S10c – Mindfulness Meditation as an Adjunct Treatment for Mood and Anxiety Disorders
Tia Sternat, MS, MPsy, PhD (cand)
À la conclusion de cette activité, les participants seront en mesure de : 1) Review the potential and existing evidence on the efficacy of mindfulness meditations as an adjunct treatment in treating psychiatric disorders; 2) Understand the effects of mindfulness meditation on brain structure, function, and networks; and 3) Review the appropriateness of mindfulness meditation in clinical practice.

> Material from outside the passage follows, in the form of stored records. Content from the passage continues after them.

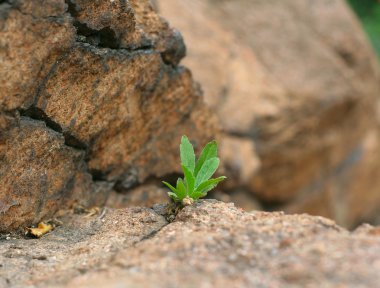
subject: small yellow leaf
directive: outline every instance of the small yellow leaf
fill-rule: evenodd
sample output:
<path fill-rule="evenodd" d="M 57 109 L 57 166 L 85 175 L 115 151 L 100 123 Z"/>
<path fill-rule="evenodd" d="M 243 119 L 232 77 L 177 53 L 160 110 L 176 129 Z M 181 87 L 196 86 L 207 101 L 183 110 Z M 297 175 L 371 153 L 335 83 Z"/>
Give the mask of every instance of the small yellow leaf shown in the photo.
<path fill-rule="evenodd" d="M 84 217 L 92 217 L 94 215 L 99 214 L 99 212 L 100 212 L 100 208 L 99 207 L 92 207 L 90 209 L 86 209 L 87 215 L 84 216 Z"/>
<path fill-rule="evenodd" d="M 28 234 L 32 235 L 36 238 L 40 238 L 41 236 L 45 235 L 46 233 L 52 231 L 54 229 L 53 225 L 51 224 L 45 224 L 43 222 L 40 222 L 37 226 L 37 228 L 27 228 Z"/>

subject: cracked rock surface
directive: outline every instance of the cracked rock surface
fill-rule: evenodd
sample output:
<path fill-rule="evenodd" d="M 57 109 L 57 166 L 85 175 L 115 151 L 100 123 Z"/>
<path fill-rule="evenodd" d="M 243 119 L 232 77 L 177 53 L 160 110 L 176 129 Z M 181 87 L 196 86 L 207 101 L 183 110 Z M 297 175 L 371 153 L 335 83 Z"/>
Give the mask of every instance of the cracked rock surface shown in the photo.
<path fill-rule="evenodd" d="M 184 55 L 149 0 L 1 1 L 0 231 L 171 175 L 182 134 L 214 138 Z"/>
<path fill-rule="evenodd" d="M 39 240 L 0 240 L 7 287 L 378 287 L 380 230 L 196 202 L 64 214 Z"/>

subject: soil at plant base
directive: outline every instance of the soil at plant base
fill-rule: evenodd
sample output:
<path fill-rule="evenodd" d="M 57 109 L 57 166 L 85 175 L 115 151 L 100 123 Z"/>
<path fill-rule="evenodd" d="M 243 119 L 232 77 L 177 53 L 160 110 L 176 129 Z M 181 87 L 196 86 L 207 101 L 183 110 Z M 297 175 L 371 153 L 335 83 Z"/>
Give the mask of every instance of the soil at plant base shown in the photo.
<path fill-rule="evenodd" d="M 378 287 L 380 227 L 243 212 L 203 200 L 66 213 L 40 239 L 4 235 L 0 287 Z M 58 222 L 57 222 L 58 223 Z"/>

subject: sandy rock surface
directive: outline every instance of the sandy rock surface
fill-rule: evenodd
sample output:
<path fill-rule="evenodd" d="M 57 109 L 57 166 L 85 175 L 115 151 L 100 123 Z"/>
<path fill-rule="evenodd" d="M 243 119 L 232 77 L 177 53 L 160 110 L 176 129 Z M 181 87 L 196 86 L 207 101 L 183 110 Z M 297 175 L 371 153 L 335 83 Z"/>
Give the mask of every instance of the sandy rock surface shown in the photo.
<path fill-rule="evenodd" d="M 378 287 L 380 230 L 246 213 L 215 200 L 66 214 L 41 239 L 0 240 L 4 287 Z"/>

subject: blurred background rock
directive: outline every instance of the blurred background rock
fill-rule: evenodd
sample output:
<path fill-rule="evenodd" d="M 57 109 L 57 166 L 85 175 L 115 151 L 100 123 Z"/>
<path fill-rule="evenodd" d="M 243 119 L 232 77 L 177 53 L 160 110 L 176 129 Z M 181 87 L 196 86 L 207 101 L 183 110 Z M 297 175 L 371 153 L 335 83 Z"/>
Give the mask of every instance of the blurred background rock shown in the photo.
<path fill-rule="evenodd" d="M 379 219 L 380 4 L 349 2 L 156 1 L 223 126 L 217 197 L 347 227 Z"/>

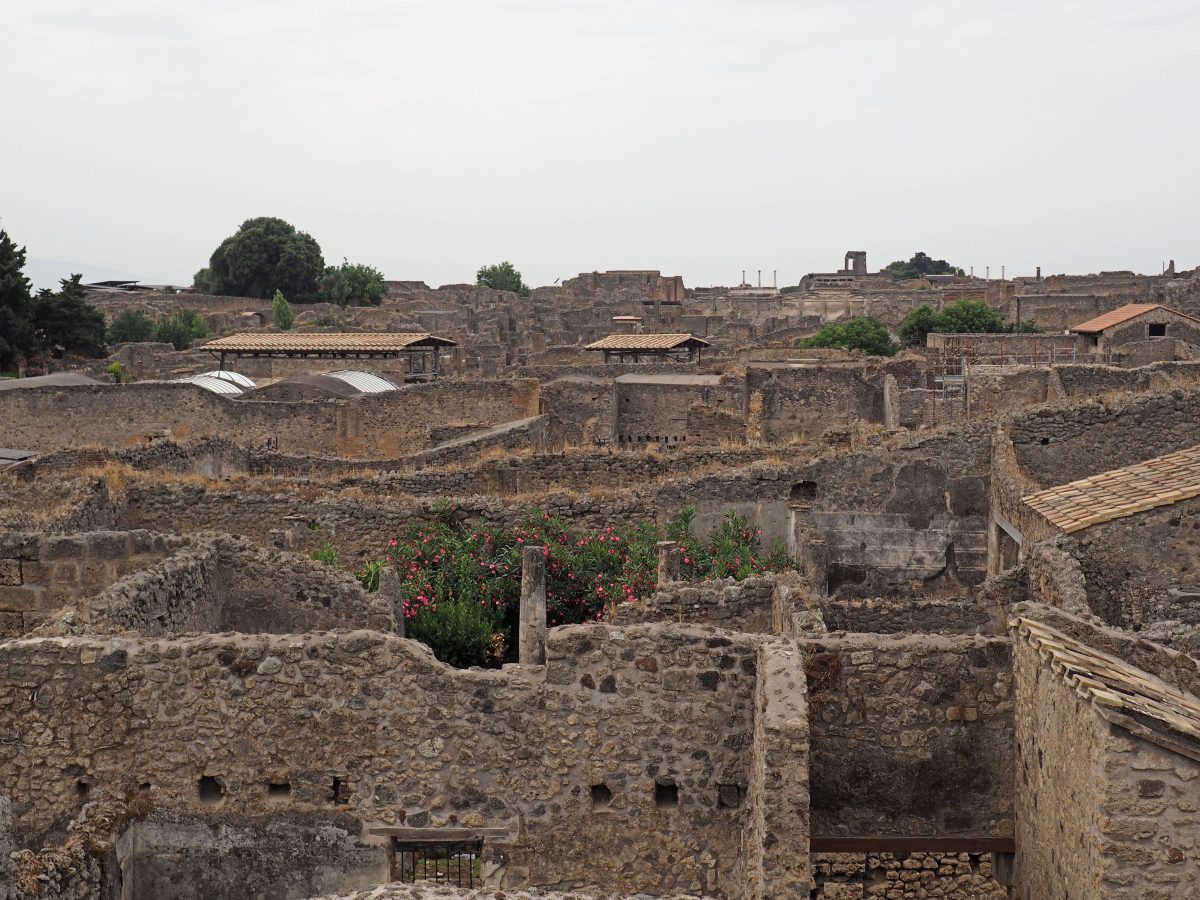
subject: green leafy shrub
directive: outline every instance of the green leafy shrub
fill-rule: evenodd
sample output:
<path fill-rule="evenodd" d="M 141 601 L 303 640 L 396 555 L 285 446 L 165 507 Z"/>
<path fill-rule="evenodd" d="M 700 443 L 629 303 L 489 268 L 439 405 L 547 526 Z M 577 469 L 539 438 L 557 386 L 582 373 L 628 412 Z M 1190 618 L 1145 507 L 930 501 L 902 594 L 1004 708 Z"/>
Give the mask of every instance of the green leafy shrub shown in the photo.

Mindfulness meditation has received a surge of interest in terms of its potential role as an intervention for psychiatric disorders. This interest is further amplified by poor adherence, side effects, and treatment resistance, which affects 20% to 60% of people with psychiatric disorders. (1) Studies have shown that mindfulness meditation is effective in improving symptoms for people with anxiety and depression, bipolar disorder, attention-deficit hyperactivity disorder, and treatment-resistant depression. (2) However, mindfulness might be most efficacious as an adjunct to primary treatments. Mindfulness aims to encourage awareness and acceptance to present experiences, allowing the development of strategies in response to distress. This process, known as meta-awareness, has been shown to reduce rumination, increase self-compassion, and reduce emotional reactivity, which all have been shown to predict treatment outcomes. (2) Additionally, brain imaging studies have shown changes in brain structure related to mindfulness, associated with the reduction of stress, improved emotion regulation, attention, and behavioural performance, which further enhances treatment outcomes. The increasing popularity and promising evidence of mindfulness meditation as an adjunct treatment emphasizes the importance for clinicians to investigate its efficacy in treating psychiatric disorders.
This presentation will review the effects of mindfulness on the structure and function of the brain, as well as brain networks related to its potential in reducing symptoms of psychiatric disorders. The audience will be invited to discuss the suitability of mindfulness meditation as an adjunct intervention for psychiatric disorders. To conclude, the speaker will highlight the techniques of mindfulness and their clinical outcomes.
- Howes OD, Thase ME, Pillinger T. Treatment resistance in psychiatry: state of the art and new directions. Mol Psychiatry 2022;27:58–72.
- Shapero BG, Greenberg J, Pedrelli P, et al. Mindfulness-based interventions in psychiatry. Focus (Am Psychiatr Publ);16(1):32–39.